EFFOcc: Learning Efficient Occupancy Networks from Minimal Labels for Autonomous Driving

TL;DR

EFFOcc tackles the heavy computation and labeling demands of 3D occupancy networks for autonomous driving by introducing a fusion-based OccNet and a semi-supervised distillation pipeline to transfer knowledge to a vision-only OccNet. The fusion teacher uses simple 2D operators to achieve state-of-the-art accuracy with far fewer parameters, while the multi-stage distillation leverages both labeled and unlabeled data to improve the student. On three large benchmarks, EFFOcc delivers competitive or superior performance with dramatic reductions in model size and training cost, enabling real-time occupancy prediction. This approach enhances practical deployment by achieving high accuracy with minimal labels and computation, and points to active-learning avenues for further label efficiency.

Abstract

3D occupancy prediction (3DOcc) is a rapidly rising and challenging perception task in the field of autonomous driving. Existing 3D occupancy networks (OccNets) are both computationally heavy and label-hungry. In terms of model complexity, OccNets are commonly composed of heavy Conv3D modules or transformers at the voxel level. Moreover, OccNets are supervised with expensive large-scale dense voxel labels. Model and data inefficiencies, caused by excessive network parameters and label annotation requirements, severely hinder the onboard deployment of OccNets. This paper proposes an EFFicient Occupancy learning framework, EFFOcc, that targets minimal network complexity and label requirements while achieving state-of-the-art accuracy. We first propose an efficient fusion-based OccNet that only uses simple 2D operators and improves accuracy to the state-of-the-art on three large-scale benchmarks: Occ3D-nuScenes, Occ3D-Waymo, and OpenOccupancy-nuScenes. On the Occ3D-nuScenes benchmark, the fusion-based model with ResNet-18 as the image backbone has 21.35M parameters and achieves 51.49 in terms of mean Intersection over Union (mIoU). Furthermore, we propose a multi-stage occupancy-oriented distillation to efficiently transfer knowledge to vision-only OccNet. Extensive experiments on occupancy benchmarks show state-of-the-art precision for both fusion-based and vision-based OccNets. For the demonstration of learning with limited labels, we achieve 94.38\% of the performance (mIoU = 28.38) of a 100\% labeled vision OccNet (mIoU = 30.07) using the same OccNet trained with only 40\% labeled sequences and distillation from the fusion-based OccNet.
Paper Structure (20 sections, 5 equations, 5 figures, 6 tables)

This paper contains 20 sections, 5 equations, 5 figures, 6 tables.

Figures (5)

  • Figure 1: Graphical statistics of fusion-based teacher models and vision-only OccNets trained from scratch and trained with distillation under different labeled data scales.
  • Figure 2: The framework of EFFOcc. The LiDAR point cloud and multi-view images go through a fusion network for fusion-based occupancy prediction as the teacher model.
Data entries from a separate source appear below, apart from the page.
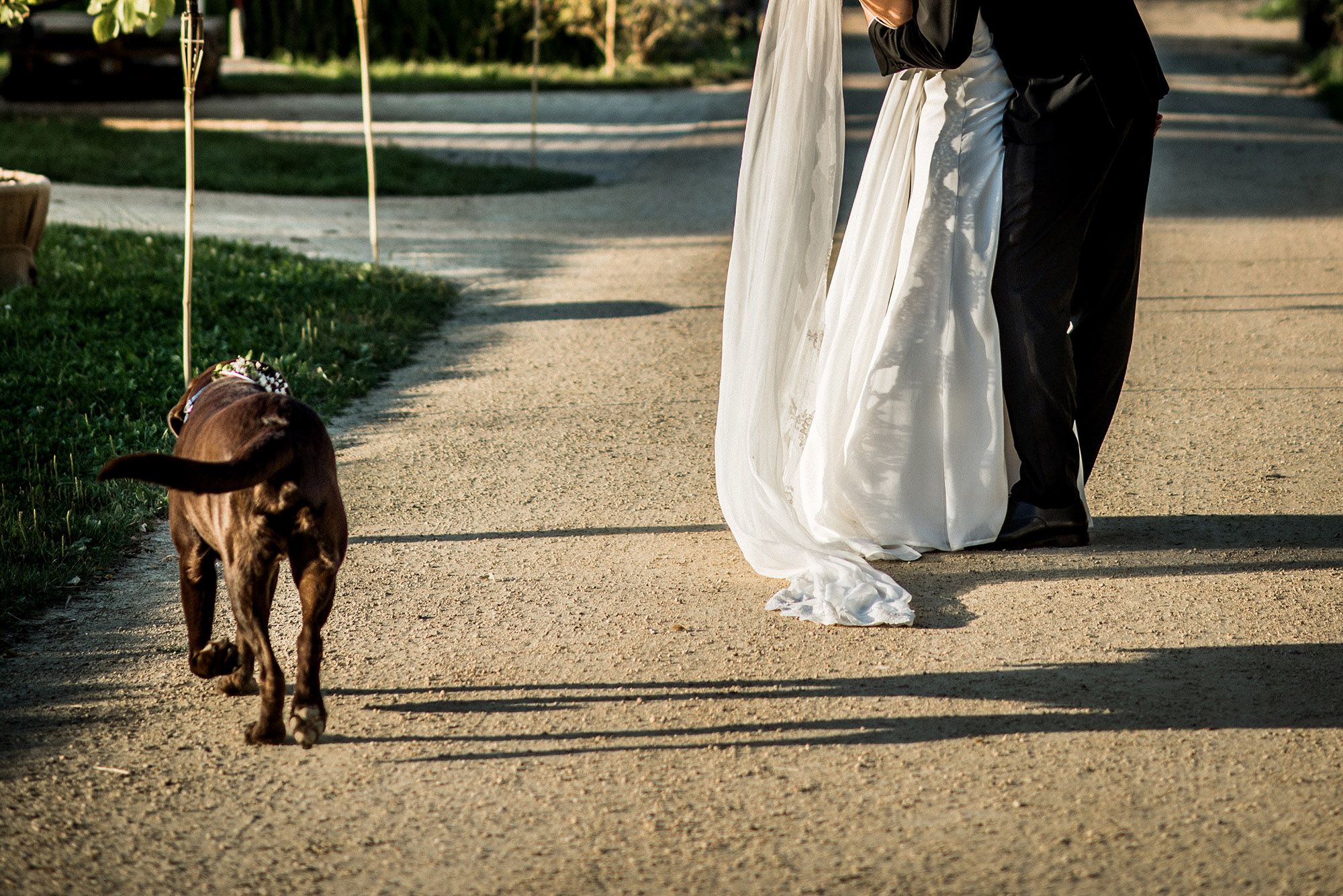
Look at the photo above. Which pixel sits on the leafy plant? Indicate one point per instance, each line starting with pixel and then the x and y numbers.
pixel 13 12
pixel 113 17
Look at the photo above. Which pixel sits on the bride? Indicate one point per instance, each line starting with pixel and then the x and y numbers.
pixel 863 419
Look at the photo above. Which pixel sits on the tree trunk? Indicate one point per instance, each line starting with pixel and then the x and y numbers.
pixel 24 216
pixel 610 38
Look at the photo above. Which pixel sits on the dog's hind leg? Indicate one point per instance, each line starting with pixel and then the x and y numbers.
pixel 252 588
pixel 242 681
pixel 315 575
pixel 197 573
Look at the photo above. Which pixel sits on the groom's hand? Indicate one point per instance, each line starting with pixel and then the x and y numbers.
pixel 888 12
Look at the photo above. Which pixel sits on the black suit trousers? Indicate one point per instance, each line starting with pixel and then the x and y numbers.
pixel 1066 290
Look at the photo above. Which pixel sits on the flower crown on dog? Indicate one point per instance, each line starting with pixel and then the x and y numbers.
pixel 256 372
pixel 259 372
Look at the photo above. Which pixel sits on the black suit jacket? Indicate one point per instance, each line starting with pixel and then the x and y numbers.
pixel 1076 64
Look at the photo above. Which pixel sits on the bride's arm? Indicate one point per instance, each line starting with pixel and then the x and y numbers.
pixel 888 12
pixel 941 35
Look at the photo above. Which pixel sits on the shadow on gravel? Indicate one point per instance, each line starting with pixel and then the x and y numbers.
pixel 542 533
pixel 1203 689
pixel 570 311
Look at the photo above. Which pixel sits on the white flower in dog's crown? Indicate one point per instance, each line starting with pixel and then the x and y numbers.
pixel 263 375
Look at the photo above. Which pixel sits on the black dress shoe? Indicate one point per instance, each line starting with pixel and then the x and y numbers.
pixel 1029 526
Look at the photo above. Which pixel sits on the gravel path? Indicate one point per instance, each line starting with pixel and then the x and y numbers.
pixel 550 670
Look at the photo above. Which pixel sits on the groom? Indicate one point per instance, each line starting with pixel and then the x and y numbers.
pixel 1079 152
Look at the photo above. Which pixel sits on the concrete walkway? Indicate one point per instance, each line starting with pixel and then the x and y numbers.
pixel 550 670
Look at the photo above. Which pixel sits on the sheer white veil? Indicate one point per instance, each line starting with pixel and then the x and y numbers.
pixel 774 322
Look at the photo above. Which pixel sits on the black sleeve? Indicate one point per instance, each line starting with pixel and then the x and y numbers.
pixel 941 35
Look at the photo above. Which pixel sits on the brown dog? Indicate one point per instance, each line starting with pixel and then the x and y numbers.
pixel 252 481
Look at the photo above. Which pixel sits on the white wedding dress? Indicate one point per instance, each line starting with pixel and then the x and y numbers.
pixel 863 419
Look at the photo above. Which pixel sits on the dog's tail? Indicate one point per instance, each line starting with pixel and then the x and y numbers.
pixel 264 456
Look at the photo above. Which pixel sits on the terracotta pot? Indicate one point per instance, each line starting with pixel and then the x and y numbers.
pixel 24 216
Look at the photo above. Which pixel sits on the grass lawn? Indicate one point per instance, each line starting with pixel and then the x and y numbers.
pixel 342 77
pixel 1326 71
pixel 87 152
pixel 91 365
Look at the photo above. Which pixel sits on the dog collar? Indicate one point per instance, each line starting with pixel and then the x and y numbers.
pixel 191 403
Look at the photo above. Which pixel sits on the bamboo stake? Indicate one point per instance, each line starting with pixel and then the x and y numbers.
pixel 193 51
pixel 362 20
pixel 537 68
pixel 610 38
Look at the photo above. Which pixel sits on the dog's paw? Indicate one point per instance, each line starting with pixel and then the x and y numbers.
pixel 216 659
pixel 260 733
pixel 237 685
pixel 308 725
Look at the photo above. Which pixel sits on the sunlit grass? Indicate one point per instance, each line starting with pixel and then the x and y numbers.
pixel 87 152
pixel 91 365
pixel 342 75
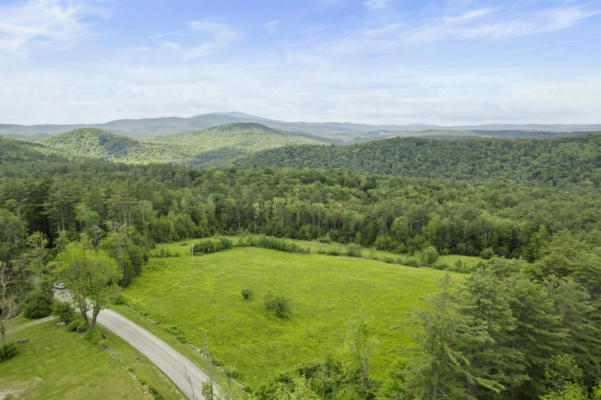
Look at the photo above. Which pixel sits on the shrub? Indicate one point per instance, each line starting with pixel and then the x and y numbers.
pixel 412 262
pixel 8 351
pixel 272 243
pixel 95 336
pixel 64 311
pixel 279 305
pixel 37 305
pixel 247 294
pixel 353 250
pixel 119 299
pixel 77 326
pixel 206 246
pixel 487 253
pixel 429 256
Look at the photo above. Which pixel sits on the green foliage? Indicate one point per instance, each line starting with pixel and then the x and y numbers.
pixel 8 351
pixel 37 305
pixel 429 256
pixel 549 161
pixel 63 310
pixel 207 391
pixel 268 242
pixel 77 325
pixel 352 250
pixel 207 246
pixel 278 305
pixel 91 276
pixel 212 146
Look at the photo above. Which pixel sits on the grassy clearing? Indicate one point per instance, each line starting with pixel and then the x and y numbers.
pixel 57 364
pixel 204 299
pixel 317 247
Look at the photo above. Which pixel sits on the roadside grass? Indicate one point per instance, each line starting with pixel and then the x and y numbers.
pixel 57 364
pixel 204 300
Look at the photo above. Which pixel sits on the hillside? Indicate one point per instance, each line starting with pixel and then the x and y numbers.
pixel 221 144
pixel 343 131
pixel 96 143
pixel 553 161
pixel 213 146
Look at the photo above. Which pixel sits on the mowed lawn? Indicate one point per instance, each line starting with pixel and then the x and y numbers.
pixel 204 300
pixel 57 364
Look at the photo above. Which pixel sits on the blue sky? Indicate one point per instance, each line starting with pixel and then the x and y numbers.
pixel 374 61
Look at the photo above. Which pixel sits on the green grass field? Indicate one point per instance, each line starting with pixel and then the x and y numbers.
pixel 316 247
pixel 57 364
pixel 204 299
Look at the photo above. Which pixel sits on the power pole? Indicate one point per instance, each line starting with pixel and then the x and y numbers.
pixel 323 380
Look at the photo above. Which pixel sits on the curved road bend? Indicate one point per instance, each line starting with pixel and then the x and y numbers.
pixel 183 372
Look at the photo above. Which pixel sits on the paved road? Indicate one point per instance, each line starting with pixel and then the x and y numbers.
pixel 183 372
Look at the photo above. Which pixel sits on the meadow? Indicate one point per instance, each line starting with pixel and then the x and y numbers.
pixel 57 364
pixel 202 302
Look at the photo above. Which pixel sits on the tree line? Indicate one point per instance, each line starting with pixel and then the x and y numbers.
pixel 556 162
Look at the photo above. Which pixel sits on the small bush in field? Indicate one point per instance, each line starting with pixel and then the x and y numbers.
pixel 247 294
pixel 37 305
pixel 279 305
pixel 64 311
pixel 8 351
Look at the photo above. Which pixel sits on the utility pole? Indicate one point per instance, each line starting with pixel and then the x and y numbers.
pixel 323 380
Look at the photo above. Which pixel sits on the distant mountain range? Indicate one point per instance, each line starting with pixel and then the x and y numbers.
pixel 212 146
pixel 554 161
pixel 338 131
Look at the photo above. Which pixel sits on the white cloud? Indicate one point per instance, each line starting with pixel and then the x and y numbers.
pixel 324 93
pixel 55 24
pixel 272 26
pixel 476 24
pixel 375 4
pixel 202 38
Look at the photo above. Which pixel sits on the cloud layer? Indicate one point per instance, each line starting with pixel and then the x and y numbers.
pixel 381 63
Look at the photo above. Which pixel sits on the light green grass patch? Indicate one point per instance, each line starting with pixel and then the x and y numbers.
pixel 325 292
pixel 57 364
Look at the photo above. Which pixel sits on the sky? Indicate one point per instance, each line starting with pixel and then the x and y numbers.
pixel 371 61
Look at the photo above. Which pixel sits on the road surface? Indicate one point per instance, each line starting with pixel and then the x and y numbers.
pixel 183 372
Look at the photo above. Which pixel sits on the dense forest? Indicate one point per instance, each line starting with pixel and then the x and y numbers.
pixel 212 146
pixel 575 160
pixel 526 326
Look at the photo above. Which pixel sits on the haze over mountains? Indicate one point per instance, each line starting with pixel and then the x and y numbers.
pixel 339 131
The student model inputs multi-view images and distills multi-stage features from the teacher model in both BEV and 3D occupancy feature space.
  • Figure 3: Network details of the EFFOcc fusion-based OccNet framework compared to dense fusion OccNetsOpenOccupancyRadOcc. Our lightweight design replaces the voxel features with BEV features, OCC pooling with BEV pooling, the ResNet3D backbone with the SECOND backbone, and the complex coarse-to-fine prediction head with a simple Conv2D head.
  • Figure 4: Runtime efficiency analysis between RadOcc-LC, EFFOcc-R18 and EFFOcc-Swin-B. The parameters of RadOcc-LC, EFFOcc-R18, EFFOcc-Swin-B are 135.39M, 21.35M, and 111.48M. The runtime frame per second (FPS) is 0.3, 5.6, and 1.8, respectively.
  • Figure 5: Visualizations of fusion-based OccNet, vision-based OccNets before and after distillation. We use camera visibility mask in rendering of occupancy results.